Spot gold fell to $1,206.55 a troy ounce, its lowest in five weeks, to close the day around $1,209.60. News that the US private sector added far more jobs than expected last month reinforcing the case of a rate hike next week. The commodity has now retraced the 38.2% of the December/February recovery, and remains biased lower according to technical readings, with the next relevant support at 1,197.80, the 100 DMA. In the daily chart, technical indicators present sharp bearish slopes within negative territory, supporting a continued slide on a break below the mentioned daily low. In the shorter term, and according to the 4 hours chart, the bright metal is also biased lower, as the price stands now far below a bearish 20 SMA that has crossed below the 100 and 200 SMAs, whilst technical indicators consolidate within oversold readings, with no certain directional strength. 

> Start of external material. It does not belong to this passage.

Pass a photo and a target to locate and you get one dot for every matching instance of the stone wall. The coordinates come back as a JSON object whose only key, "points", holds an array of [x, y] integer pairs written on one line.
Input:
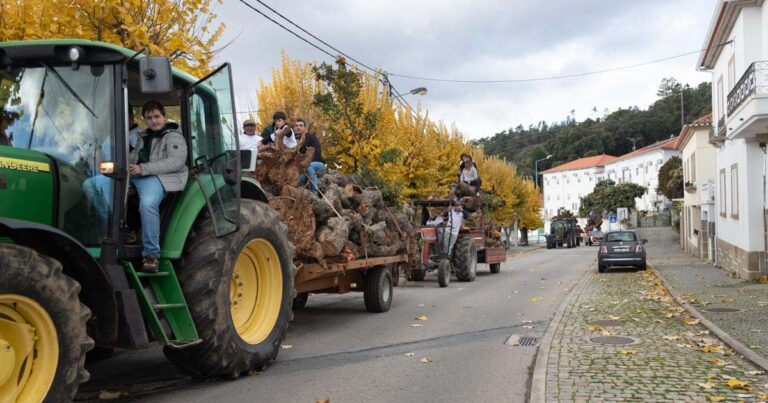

Support levels: 1,206.55 1,197.80 1,188.20

Resistance levels: 1,214.20 1,221.70 1,230.00 

WTI Crude Oil

West Texas Intermediate crude oil futures plunged to 50.04, the lowest in three months, ending the day around $50.20 a barrel. The commodity plunged this Wednesday after the EIA reported the ninth consecutive weekly advance that drove inventories to record highs. The US added 8.2 million barrels last week, lifting total commercial inventories to a record level of 528.4 million. News that oil production from Waha Oil Co, in Libya could be interrupted due to clashes in the country have barely affected oil. The bearish breakout of this year's range has exacerbated the slide, and technical readings in the daily chart support some additional slides, as the price has broken below its 100 DMA for the first time since late November, whilst technical indicators present sharp bearish slopes within negative territory. In the 4 hours chart, technical indicators head south pretty much vertically in extreme oversold territory, overreacting to the decline amid the preceding tight range. The decline stalled at the critical psychological support of 50.00, and large stops should lie below the level, which means that if those got triggered, the bearish movement will likely continue.